The Economist:

The story of the Melungeons is at once a footnote to the history of race in America and a timely parable of it. They bear witness to the horrors and legacy of segregation, but also to the overlooked complexity of the early colonial era. They suggest a once-and-future alternative to the country’s brutally rigid model of race relations, one that, for all the improvements, persists in the often siloed lives of black and white Americans today. Half-real and half-mythical, for generations the Melungeons were avatars for their neighbours’ neuroses; latterly they have morphed into receptacles for their ideals, becoming, in effect, ambassadors for integration where once they were targets of prejudice.

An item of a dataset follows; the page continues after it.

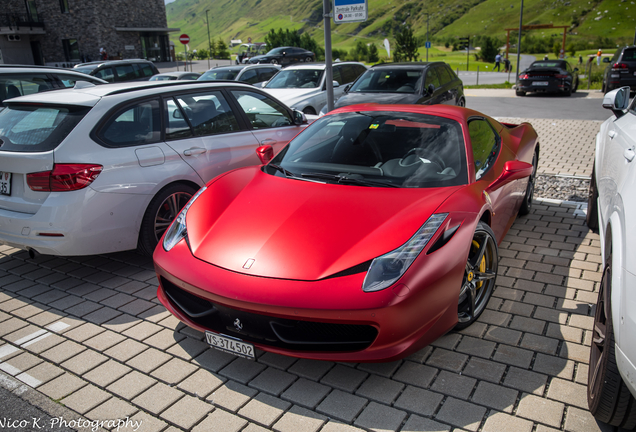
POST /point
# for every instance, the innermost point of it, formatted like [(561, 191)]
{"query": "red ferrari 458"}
[(371, 234)]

The two big questions about them encapsulate their ambiguous status—on the boundaries of races and territories, and between suffering and hope, imagination and fact. Where did the Melungeons come from? And do they still exist?

Last of the Phoenicians

At a recent gathering of the Melungeon Heritage Association (MHA), in Vardy, a hamlet in the valley, and over in Big Stone Gap, Virginia, family trees and photographs of swarthy ancestors were compared. But the underlying preoccupation was the Melungeons’ origins—a subject comprised more of legend than of evidence. They are said to be the progeny of Phoenicians who fled the Roman sacking of Carthage, or of pre-Columbian Turkish explorers (making them America’s first Muslims). They descend from wayward conquistadors, from a doomed colony established on Roanoke Island by Sir Walter Raleigh, or from Moorish galley slaves abandoned there by Sir Francis Drake. They were sired by shipwrecked pirates or by Madoc, a 12th-century Welsh explorer. They are a lost tribe of Israel.

Native Americans often feature as consorts in these narratives, such as the fable in which Satan briefly cohabits with a Cherokee woman in the mountains of Tennessee. Etymology is as vexed as genealogy. The name Melungeon derives from mélange, an appellation bestowed by early French settlers on the Clinch river. Alternatively, Italian pioneers in Virginia used their word for aubergine to disparage the Melungeons’ skin colour. It comes from melas, Greek for dark or black, from the Turkish expression melun can, meaning “cursed soul”, or from melungo, a West African term for shipmate. Or from an old English word for trickery found in Spenser’s “The Faerie Queene”.

One of the most widespread beliefs is that they are offspring of Portuguese mariners who arrived in early colonial times; or, as some 19th-century Melungeons would have put it, on the rare occasions when they spoke for themselves, they were “Portyghee”. A newspaper report of 1848 said the community was established by “a society of Portuguese Adventurers”, and now lived in “a delightful Utopia” of primitive disinhibition. (The Melungeon story has mostly been told in the calumnies and hearsay of outsiders.) A sub-theory sees them as exiled conversos, Iberian Jews who hid their faith to escape the Inquisition before fleeing to the New World.